Best guestimates placed the three-day weekend crowds as high as 200,000 spectators in those days. Many came to watch Miss Budweiser and Miss Miller High Life race deck-to-deck at 200 mph; just as many (if not more) came to guzzle Budweiser and Miller High Life and ogle the sleek chassis -- and we're not talking about the hydroplanes -- on Boulder Beach.

Last year, however, the shoreline was about as populated as the one at Amityville during shark season. Boulder Beach doesn't smell like Hawaiian Tropics any more. In fact, with most of the diehard race fans queing up for NASCAR tickets out at Las Vegas Motor Speedway, hairy guys in tank tops outnumber the swimsuit models by about 10-to-1.

There are a lot of reasons the Las Vegas Cup is destined to wind up in Davy Jones' locker (the LVCVA is "seriously reviewing" its sponsorship commitment, according to insiders), with the opening of LVMS probably being the biggest. With Winston Cup stock cars and Indy cars running circles around Richie Clyne's maginificent 1 1/ 2-mile oval, the hydroplanes' monopoly on professional motor sports here dissolved like an Alka Seltzer in Dean Martin's water tumbler.

The sight lines for boat racing at Lake Mead are horrible, with the distance between the race course and the shoreline precluding fans from feeling the thunder of the mighty turbine engines, or feeling the spray of the majestic rooster tails they produce. Forget the binoculars. You won't see much without a spyglass this weekend.

But these are factors indigenous to Las Vegas. The sport as a whole recently has encountered more rough water than the U.S.S. Minnow on its three-hour cruise.

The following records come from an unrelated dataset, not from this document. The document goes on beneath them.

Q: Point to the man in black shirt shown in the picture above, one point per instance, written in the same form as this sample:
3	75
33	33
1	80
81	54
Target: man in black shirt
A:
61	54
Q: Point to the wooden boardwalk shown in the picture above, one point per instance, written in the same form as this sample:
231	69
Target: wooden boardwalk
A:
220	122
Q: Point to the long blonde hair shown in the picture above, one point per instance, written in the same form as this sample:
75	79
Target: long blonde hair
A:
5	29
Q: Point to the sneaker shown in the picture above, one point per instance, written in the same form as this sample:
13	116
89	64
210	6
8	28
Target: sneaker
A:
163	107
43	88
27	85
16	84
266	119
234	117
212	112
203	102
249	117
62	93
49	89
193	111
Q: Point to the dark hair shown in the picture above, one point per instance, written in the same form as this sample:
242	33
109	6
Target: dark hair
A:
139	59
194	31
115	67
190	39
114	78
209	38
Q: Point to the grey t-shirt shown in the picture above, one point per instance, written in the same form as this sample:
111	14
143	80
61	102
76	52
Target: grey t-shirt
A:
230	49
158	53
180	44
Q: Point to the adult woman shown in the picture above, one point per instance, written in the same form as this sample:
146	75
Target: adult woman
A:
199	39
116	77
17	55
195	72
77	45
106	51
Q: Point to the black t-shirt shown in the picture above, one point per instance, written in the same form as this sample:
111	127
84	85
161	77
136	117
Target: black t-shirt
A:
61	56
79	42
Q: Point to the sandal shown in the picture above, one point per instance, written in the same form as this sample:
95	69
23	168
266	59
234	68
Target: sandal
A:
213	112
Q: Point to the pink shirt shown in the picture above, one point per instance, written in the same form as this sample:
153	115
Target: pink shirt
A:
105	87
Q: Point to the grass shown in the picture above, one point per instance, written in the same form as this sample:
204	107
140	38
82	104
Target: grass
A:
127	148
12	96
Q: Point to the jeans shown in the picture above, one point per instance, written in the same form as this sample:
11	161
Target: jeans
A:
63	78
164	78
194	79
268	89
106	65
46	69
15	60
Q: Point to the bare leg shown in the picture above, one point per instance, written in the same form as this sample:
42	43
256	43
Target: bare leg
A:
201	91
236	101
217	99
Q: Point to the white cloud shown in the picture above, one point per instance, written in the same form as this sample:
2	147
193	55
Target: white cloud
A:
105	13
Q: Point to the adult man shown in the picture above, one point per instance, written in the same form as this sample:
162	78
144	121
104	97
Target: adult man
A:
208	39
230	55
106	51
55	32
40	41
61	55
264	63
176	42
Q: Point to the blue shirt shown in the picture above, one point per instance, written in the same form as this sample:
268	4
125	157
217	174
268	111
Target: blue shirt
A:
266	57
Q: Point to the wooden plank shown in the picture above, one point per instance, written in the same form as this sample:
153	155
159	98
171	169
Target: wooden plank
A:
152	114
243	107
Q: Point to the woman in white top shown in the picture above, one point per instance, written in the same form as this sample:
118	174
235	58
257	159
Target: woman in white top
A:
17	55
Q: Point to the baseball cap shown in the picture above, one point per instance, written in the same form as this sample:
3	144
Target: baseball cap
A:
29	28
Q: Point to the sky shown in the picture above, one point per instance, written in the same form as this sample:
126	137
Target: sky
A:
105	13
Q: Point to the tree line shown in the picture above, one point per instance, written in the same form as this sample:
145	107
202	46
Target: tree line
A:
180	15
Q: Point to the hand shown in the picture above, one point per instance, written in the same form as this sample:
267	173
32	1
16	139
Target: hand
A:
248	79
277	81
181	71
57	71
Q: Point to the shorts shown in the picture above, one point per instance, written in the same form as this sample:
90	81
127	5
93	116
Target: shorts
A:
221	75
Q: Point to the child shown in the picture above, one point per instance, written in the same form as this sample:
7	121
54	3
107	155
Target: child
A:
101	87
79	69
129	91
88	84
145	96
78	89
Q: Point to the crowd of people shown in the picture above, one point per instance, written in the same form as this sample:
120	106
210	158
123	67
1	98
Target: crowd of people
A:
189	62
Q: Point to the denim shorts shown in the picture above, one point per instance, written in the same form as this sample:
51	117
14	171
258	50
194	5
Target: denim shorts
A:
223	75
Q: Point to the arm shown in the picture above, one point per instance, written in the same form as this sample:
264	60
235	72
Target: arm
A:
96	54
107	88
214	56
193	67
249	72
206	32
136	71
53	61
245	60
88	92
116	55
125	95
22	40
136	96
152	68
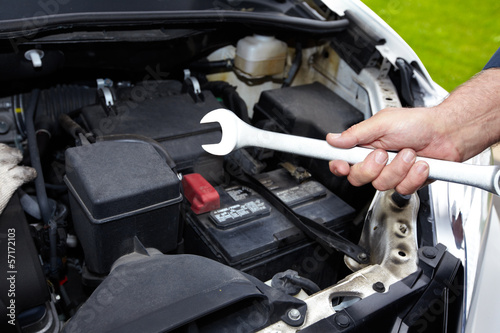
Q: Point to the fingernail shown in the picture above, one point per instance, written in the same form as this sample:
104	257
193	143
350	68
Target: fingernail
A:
408	156
422	168
381	157
334	135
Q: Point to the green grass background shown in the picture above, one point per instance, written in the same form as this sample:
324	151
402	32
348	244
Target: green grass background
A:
454	39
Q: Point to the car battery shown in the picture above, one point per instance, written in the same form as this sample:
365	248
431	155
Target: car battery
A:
248	233
121	193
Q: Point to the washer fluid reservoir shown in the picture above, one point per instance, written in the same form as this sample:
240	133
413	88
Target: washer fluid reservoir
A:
258	56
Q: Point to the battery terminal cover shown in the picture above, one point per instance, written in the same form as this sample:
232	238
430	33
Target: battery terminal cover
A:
198	191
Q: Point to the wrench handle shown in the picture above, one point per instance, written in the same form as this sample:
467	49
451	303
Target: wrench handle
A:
485	177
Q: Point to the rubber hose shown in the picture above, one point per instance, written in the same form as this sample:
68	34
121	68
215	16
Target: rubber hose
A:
41	193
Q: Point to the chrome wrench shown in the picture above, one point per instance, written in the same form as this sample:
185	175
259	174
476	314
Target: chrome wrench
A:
238	134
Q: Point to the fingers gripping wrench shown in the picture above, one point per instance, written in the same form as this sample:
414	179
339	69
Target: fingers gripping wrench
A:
238	134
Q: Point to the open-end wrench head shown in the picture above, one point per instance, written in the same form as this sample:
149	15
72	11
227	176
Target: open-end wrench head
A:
229	124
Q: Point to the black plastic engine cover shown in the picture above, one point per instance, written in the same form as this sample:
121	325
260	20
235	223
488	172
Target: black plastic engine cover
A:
173	119
165	293
120	191
310	110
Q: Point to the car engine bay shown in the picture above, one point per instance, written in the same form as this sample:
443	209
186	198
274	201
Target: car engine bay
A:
134	227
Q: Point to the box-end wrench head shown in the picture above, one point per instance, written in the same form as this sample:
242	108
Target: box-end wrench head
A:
238	134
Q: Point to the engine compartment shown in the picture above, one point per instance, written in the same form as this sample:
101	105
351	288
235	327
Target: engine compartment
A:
148	232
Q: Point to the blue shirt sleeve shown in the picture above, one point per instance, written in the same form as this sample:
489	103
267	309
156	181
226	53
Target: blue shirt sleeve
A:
494	61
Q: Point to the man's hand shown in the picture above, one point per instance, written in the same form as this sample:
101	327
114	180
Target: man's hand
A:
409	131
12	175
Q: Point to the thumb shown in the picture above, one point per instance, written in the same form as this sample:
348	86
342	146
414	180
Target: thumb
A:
342	140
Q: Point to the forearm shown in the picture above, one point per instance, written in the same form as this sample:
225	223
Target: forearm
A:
471	114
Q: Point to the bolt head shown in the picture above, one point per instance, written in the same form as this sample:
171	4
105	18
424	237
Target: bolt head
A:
294	314
378	287
429	252
342	320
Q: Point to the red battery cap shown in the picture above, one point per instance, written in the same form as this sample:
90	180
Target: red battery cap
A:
202	196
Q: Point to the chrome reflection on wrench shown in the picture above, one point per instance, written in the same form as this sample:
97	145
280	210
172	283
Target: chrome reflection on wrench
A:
238	134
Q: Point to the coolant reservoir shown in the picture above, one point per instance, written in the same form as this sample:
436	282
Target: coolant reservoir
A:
259	55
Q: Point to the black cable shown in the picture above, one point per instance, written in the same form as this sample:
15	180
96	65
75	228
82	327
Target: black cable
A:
141	139
297	61
304	283
168	18
41	193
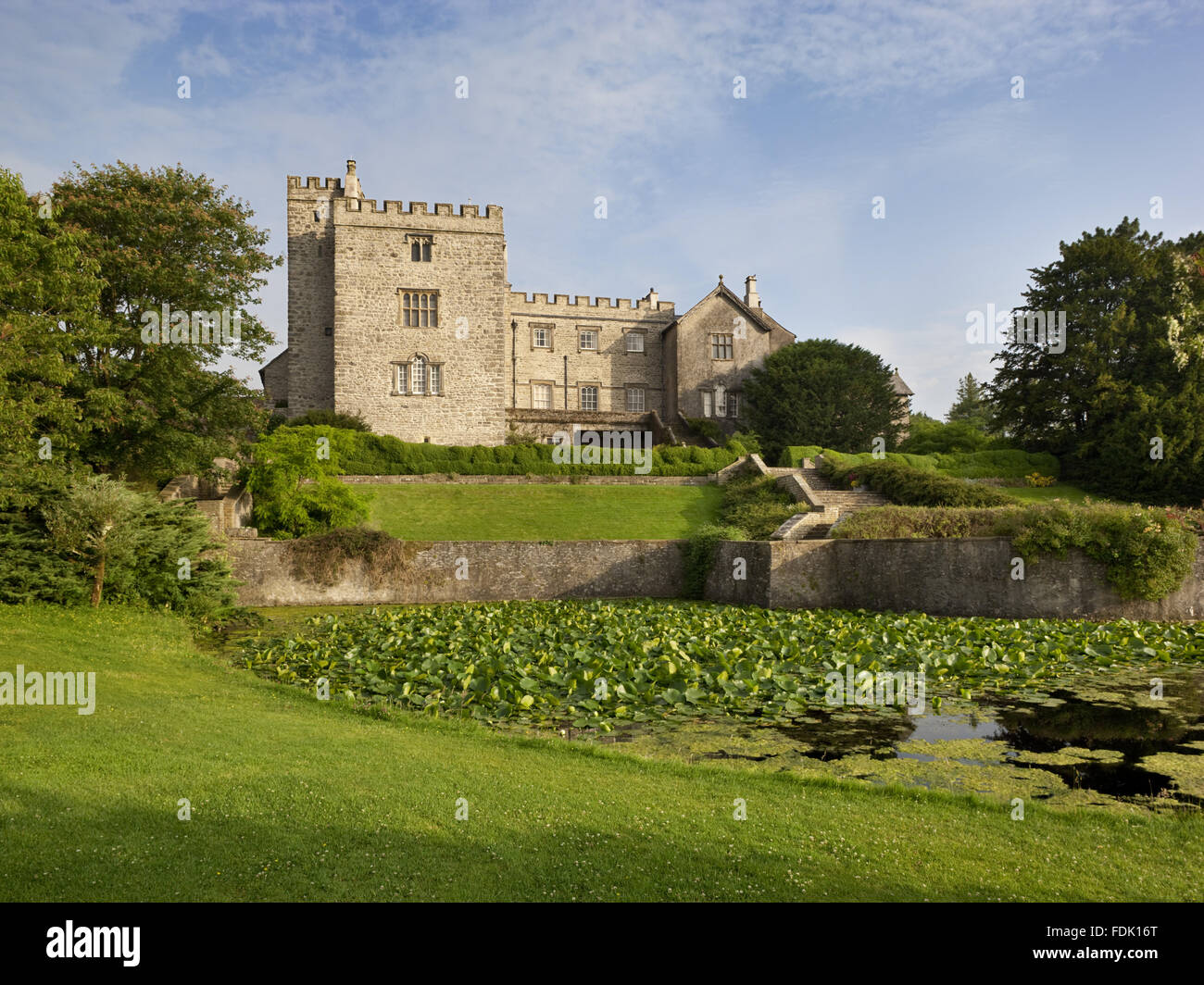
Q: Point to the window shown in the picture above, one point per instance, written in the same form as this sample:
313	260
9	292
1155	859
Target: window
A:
418	377
420	309
721	347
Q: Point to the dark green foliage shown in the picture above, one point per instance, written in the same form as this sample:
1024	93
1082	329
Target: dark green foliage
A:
332	419
321	559
972	405
826	393
701	552
758	505
1148	552
285	505
359	453
144	571
1132	369
907	485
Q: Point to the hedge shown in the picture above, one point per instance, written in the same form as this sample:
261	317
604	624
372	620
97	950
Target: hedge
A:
908	485
360	453
1148	552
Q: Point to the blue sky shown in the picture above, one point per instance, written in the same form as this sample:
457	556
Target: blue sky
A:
844	101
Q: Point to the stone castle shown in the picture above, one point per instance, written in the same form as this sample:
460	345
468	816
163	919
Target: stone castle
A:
406	317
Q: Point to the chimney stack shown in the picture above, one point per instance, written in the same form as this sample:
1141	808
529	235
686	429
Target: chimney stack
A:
750	296
350	183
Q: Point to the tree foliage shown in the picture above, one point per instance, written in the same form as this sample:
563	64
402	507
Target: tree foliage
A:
1130	385
826	393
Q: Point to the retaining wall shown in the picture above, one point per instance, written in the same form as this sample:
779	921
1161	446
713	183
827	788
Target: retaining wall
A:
942	577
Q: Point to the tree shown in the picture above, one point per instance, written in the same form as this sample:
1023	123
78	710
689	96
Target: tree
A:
48	296
94	523
1122	401
165	241
972	405
826	393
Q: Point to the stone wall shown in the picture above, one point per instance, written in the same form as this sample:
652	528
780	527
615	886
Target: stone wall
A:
468	268
609	368
697	371
942	577
494	569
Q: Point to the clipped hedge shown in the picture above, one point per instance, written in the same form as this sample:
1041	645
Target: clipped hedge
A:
360	453
908	485
1002	464
1148	552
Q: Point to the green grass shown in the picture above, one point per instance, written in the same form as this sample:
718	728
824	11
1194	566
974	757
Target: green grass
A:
294	799
1046	492
533	512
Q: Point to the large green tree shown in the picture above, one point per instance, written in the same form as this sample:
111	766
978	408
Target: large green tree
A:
1122	401
826	393
48	300
972	405
164	237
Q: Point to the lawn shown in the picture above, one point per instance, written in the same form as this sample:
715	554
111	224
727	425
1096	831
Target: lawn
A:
1046	492
295	799
537	512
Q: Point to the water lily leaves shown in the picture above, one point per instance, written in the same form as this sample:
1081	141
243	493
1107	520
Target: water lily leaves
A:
667	659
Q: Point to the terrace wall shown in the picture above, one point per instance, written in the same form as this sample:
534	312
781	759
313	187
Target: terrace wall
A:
942	577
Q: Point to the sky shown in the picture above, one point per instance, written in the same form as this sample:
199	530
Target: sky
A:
842	104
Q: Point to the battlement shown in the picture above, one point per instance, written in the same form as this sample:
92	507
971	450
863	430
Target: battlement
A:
392	207
570	304
332	184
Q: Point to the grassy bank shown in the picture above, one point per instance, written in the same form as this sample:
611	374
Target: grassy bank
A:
295	799
429	512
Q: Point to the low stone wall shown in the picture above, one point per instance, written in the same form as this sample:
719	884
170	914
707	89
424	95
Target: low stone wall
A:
461	571
442	477
942	577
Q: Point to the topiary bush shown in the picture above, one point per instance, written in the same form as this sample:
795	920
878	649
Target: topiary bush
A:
1148	552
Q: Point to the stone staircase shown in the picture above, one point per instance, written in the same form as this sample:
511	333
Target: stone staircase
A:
827	500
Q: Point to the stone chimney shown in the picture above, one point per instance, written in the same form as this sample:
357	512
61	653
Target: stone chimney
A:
350	183
750	296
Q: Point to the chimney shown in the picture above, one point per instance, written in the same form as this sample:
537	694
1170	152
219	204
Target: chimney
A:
350	183
750	296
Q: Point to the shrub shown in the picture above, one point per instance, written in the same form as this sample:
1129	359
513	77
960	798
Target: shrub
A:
144	569
360	453
284	507
701	551
1148	552
320	559
906	484
758	505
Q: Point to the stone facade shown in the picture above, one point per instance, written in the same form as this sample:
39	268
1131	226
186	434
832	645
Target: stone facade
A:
406	317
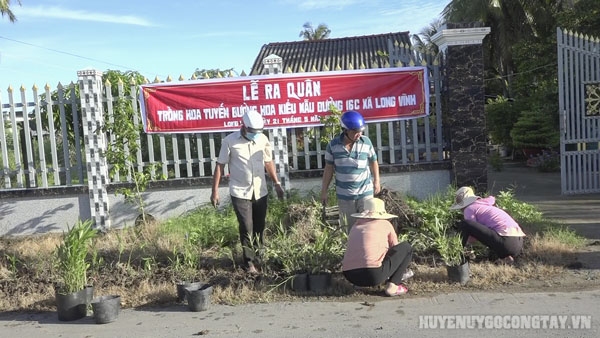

Only eight boats are entered for Las Vegas, and two of those probably won't race after being damaged beyond repair in crashes at San Diego last weekend. Leadership is sorely lacking, as the circuit has had more commissioners (3) than winners (2) this season. The team with all the money (Miss Bud) wins nearly all the races, only the average fan doesn't know it, because media coverage of the hydroplanes is practically nonexistent.

The tour didn't even publish a media guide this year and unless you're up around 4 a.m. and get ESPN2, chances are you haven't seen the hydros on TV, either.

"As long as the owners are running the show, trying to protect their own interests instead of thinking about the future of the series, the future is doomed," is the way Chip Hanauer, the retired 10-time Gold Cup champion and the closest thing boat racing has to a household name, put it in a published report last weekend.

So if you're heading out to the lake this weekend, bring a life preserver. The sport may need it.